Pour moi qui me suis déjà pris tout ce qu’il y avait de pire sur la gueule question manga et, dans tous les registres qui soient, je me sais ici confronté à un Girl's Last Tour transposé à un registre fantastique. Les mêmes lourdeurs y sont aussi pesantes. C’est au poids qui m’accable l’échine que j’ai pu établir la parenté entre les deux. Le style est le même : on n’a rien à dire, alors on le fait calmement, en se donnant des airs contemplatifs et paisibles. En gros, on cherche à émuler Escale à Yokohama sans s’être doté d’un réel propos… ce qui tourne le moindre acte qui s’orchestre ici vers le néant. La douleur de Frieren de voir tous ceux qu’elle a aimé mourir du fait de sa longévité ne se ressent à aucun moment. Parfois elle pleure, mais parce que le récit lui commande à un instant donné ; un instant prévisible qui plus est.

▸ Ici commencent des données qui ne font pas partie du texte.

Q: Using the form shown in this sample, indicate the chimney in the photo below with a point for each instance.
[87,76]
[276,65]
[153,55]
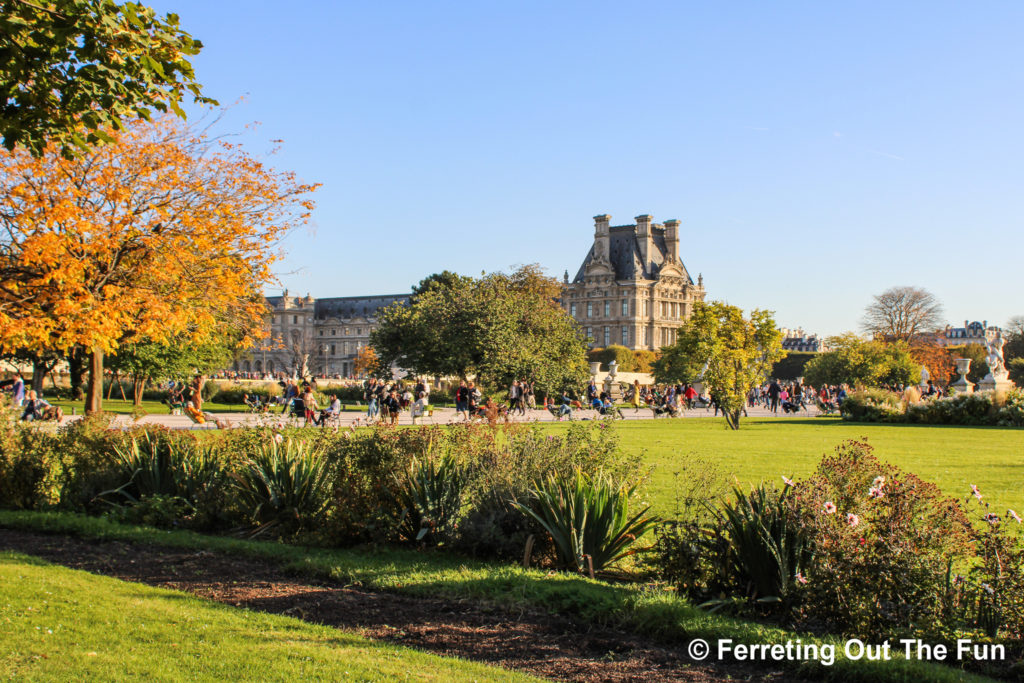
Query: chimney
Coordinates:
[601,240]
[644,240]
[672,240]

L’intrigue s’accepte ainsi comme une errance molle où l’on traîne des pieds sans trop aller nulle part. Les choses se passent mais rien ne s’accomplit. Cela, jusqu’à ce qu’à la moitié de l’œuvre environ, Kanehito Yamada s’ennuie lui-même de ce qu’il a écrit pour commander des combats de magie en série. C’est fou ce que « l’après » aventure – dont Frieren a fait son propos liminaire pour se démarquer du RPG moyen – ressemble à l’aventure elle-même. De là à dire qu’on se sera fait pigeonner avec de fausses promesses.
Allons.
Frieren, pour ce qui tenait à son idée de base, aurait très bien pu s’accepter comme un One Shot. Mais de ce One Shot putatif, on en aura étiré la substance pour qu’il n'en reste qu’une longe pâte filandreuse et sans consistance, n’ayant décidément rien de solide à nous offrir. Pour lier la sauce sans goût qu’on nous sert, on compensera par des combats de magie sans imagination où les rayons virevoltent sans impacter la lecture. Frieren est morne dans tous ses attributs, y compris lorsque l’action est de mise, celle-ci ne parvenant jamais à convaincre. Tout cela aura été écrit sans imagination, avec en plus le propos présomptueux de vouloir déconstruire le récit fantasy coutumier pour finalement l’émuler jusqu’au dernier poncif.
Qui souhaitera lire un récit où la fantasy s’y trouve réinterprétée et repensée par un auteur consciencieux ne pourra que se ruer sur Gloutons et Dragons. Le contraste entre les deux œuvres est en effet saisissant après qu’on se soit essayé à l’une et l’autre. Il faut dire que Ryoko Kui, préférant se targuer d’un style bien à elle pour donner libre cours à une imagination prolifique et maîtrisée, ne se cache pas derrière des faux airs mélancoliques pour se donner une consistance. Quand on a en soi un réel élan de création, celui-ci, par sa seule authenticité, laisse émaner une atmosphère qui lui est propre. Chercher à forcer cette atmosphère par une narration bancale n'est pas l'expression d'une sensibilité, mais la démonstration criante d'une incapacité flagrante à savoir établir un récit convainquant. Ce dont est fait Frieren en dernière instance.